0
Answered

cURL error 60

Qing L 9 months ago updated by Luoma H 3 months ago 10

Error: Connection error: Error: cURL error 60: SSL certificate problem: certificate has expired (see https://curl.haxx.se/libcurl/c/libcurl-errors.html)

What this mean?

Answer

Answer
Answered
  1. Download "cacert.pem" from here: https://curl.haxx.se/docs/caextract.html
  2. Save the cacert.pem file anywhere on your system.
  3. Open your php.ini file. If your php.ini file doesn't have the curl.cainfo line, just add it to the end of the file, then add the file path where you saved your cacert.pem file:
    Change:
    ; curl.cainfo = 
    
    To (adjust with your own path):
    curl.cainfo = "C:\PHP\Extras\SSL\cacert.pem"
    
  4. Restart your server.
Answer
Answered
  1. Download "cacert.pem" from here: https://curl.haxx.se/docs/caextract.html
  2. Save the cacert.pem file anywhere on your system.
  3. Open your php.ini file. If your php.ini file doesn't have the curl.cainfo line, just add it to the end of the file, then add the file path where you saved your cacert.pem file:
    Change:
    ; curl.cainfo = 
    
    To (adjust with your own path):
    curl.cainfo = "C:\PHP\Extras\SSL\cacert.pem"
    
  4. Restart your server.

Hi

I have faced that same situation while I was deploying test server for our lab. Downloaded the cert and added that row but still gives error. 

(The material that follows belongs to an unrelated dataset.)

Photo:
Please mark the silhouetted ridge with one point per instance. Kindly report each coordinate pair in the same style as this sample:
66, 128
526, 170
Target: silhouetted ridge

Have you restarted your web server?

Yep. And it seemed even be that you can define whatever to that row. I tested by lefting intentionally typo cert and it still same gave error like it won't even check cert path. 

Have you confirmed with a <?php phpinfo();?> page that you are editing the right file and that the changes are taking effect?

My temporary solution was to edit yum.conf with line sslverify=false

We highly recommend that you do not use this solution, because you open your system to vulnerabilities. You should really install and configure cURL with valid CA certificates.

So solution is to reinstall cURL? I am assuming that it is already installed. 

The solution is still to configure PHP with a file CA cert file, as mentioned in the post marked as answer. I see you have an Enterprise FileRun license, do contact us via e-mail and I can help you configure your server to fix this problem.

Well temp fix is for the test server and I am not about to keep it online all the time. Primary server with Enterprise license is running fine and no vulnerabilities.